In 2023, we continued to respond with compassion and care to the overdose epidemic and to improve the health and wellness of people who use substances. Our substance use counseling and treatment program The Stonewall Project expanded services to trans feminine and non-binary individuals and tripled our Spanish-language capacity. Our contingency management program, PROP, expanded to 12 full-time staff members, increasing our availability of services for people interested in changing their use of meth and other stimulants. With the closure of the city’s Tenderloin Center, we saw an influx of need for harm reduction services and care in the Tenderloin/SoMa neighborhood, with our Harm Reduction Center on 6th Street seeing hundreds of participants on a daily basis. Through our Pick Up Crew, mobile outreach teams, and staff at the Harm Reduction Center, we distributed more than 54,746 doses of the overdose reversal medication naloxone.
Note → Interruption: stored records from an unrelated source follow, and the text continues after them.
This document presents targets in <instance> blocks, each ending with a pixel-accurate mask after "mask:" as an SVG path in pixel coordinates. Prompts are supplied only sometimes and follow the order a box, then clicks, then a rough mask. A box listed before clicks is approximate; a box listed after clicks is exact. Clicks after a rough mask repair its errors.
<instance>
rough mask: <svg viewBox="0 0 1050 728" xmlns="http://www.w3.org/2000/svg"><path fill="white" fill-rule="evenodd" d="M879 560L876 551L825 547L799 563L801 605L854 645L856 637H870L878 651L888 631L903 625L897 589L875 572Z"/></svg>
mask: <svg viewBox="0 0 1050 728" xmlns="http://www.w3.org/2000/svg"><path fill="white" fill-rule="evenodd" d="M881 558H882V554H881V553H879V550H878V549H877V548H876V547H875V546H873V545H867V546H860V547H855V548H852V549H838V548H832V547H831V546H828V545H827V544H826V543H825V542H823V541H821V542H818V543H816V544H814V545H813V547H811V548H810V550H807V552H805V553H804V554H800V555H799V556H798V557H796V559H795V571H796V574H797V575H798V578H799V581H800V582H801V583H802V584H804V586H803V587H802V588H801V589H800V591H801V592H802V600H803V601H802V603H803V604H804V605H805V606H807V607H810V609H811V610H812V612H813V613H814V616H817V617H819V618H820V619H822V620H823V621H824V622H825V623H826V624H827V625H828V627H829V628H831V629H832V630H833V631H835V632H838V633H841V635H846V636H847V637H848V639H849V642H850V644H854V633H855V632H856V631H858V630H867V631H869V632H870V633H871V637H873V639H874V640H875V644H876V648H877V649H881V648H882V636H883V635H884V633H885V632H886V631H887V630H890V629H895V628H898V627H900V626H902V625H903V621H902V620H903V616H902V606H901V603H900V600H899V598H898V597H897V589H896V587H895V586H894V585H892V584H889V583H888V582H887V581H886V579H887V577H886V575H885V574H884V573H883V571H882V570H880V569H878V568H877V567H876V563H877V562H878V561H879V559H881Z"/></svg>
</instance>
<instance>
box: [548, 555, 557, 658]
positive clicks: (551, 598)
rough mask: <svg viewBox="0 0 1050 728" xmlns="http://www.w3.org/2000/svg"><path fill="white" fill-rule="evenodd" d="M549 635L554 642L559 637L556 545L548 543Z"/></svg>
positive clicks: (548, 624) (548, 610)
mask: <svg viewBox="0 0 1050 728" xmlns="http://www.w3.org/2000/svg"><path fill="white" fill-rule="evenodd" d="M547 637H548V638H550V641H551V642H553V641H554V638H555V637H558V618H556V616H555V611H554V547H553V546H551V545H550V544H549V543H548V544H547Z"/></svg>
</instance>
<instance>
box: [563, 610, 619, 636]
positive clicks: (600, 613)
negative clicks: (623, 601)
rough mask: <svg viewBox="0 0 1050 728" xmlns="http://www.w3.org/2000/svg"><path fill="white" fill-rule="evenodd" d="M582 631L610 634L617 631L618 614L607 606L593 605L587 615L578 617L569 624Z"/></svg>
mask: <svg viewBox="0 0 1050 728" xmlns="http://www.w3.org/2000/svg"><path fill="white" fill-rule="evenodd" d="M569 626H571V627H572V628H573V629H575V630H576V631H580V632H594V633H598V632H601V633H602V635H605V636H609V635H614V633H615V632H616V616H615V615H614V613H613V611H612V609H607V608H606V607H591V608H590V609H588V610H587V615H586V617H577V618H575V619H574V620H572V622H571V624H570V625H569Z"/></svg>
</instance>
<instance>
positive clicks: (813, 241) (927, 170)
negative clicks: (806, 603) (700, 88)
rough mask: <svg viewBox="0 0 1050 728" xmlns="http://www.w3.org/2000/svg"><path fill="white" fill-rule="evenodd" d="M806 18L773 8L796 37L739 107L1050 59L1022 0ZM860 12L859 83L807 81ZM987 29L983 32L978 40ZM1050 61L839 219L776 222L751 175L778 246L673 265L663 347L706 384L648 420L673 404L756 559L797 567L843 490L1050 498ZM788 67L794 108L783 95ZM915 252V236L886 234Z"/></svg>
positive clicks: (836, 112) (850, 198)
We continued our drug checking service to help raise awareness about the San Francisco drug supply, and launched a program to connect people to medication assisted treatment (MAT) services. We also developed and launched two community education and media campaigns to increase awareness of overdose prevention strategies and resources, and connect people to safer use and harm reduction services, with the campaign gaining over 1.1 million impressions.
In 2023, we expanded our services for people over age 50, serving new communities through our HUES (Healing and Uniting Every Sister) program for Black women and through new programming with transgender, non-binary, and gender non-conforming community members with our TransLife program. Our Aging Services team, in collaboration with other San Francisco agencies, hosted an intergenerational brunch for hundreds of transgender community members during Pride, elevating and honoring the experiences of our TGNCI+ elders, and hosted a variety of large community gatherings for long-term survivors and other community elders throughout the year. We re-launched a clinical internship program for people interested in building skills related to direct clinical services and community engagement, with 12 interns working across our sexual health clinic and community programs. Serving Latinx Spanish-speaking community members, our Latinx Health team continued Covid-19 mitigation outreach, linkage and connection to care through community health “promotores,” and community celebrations at Carnaval and Pride.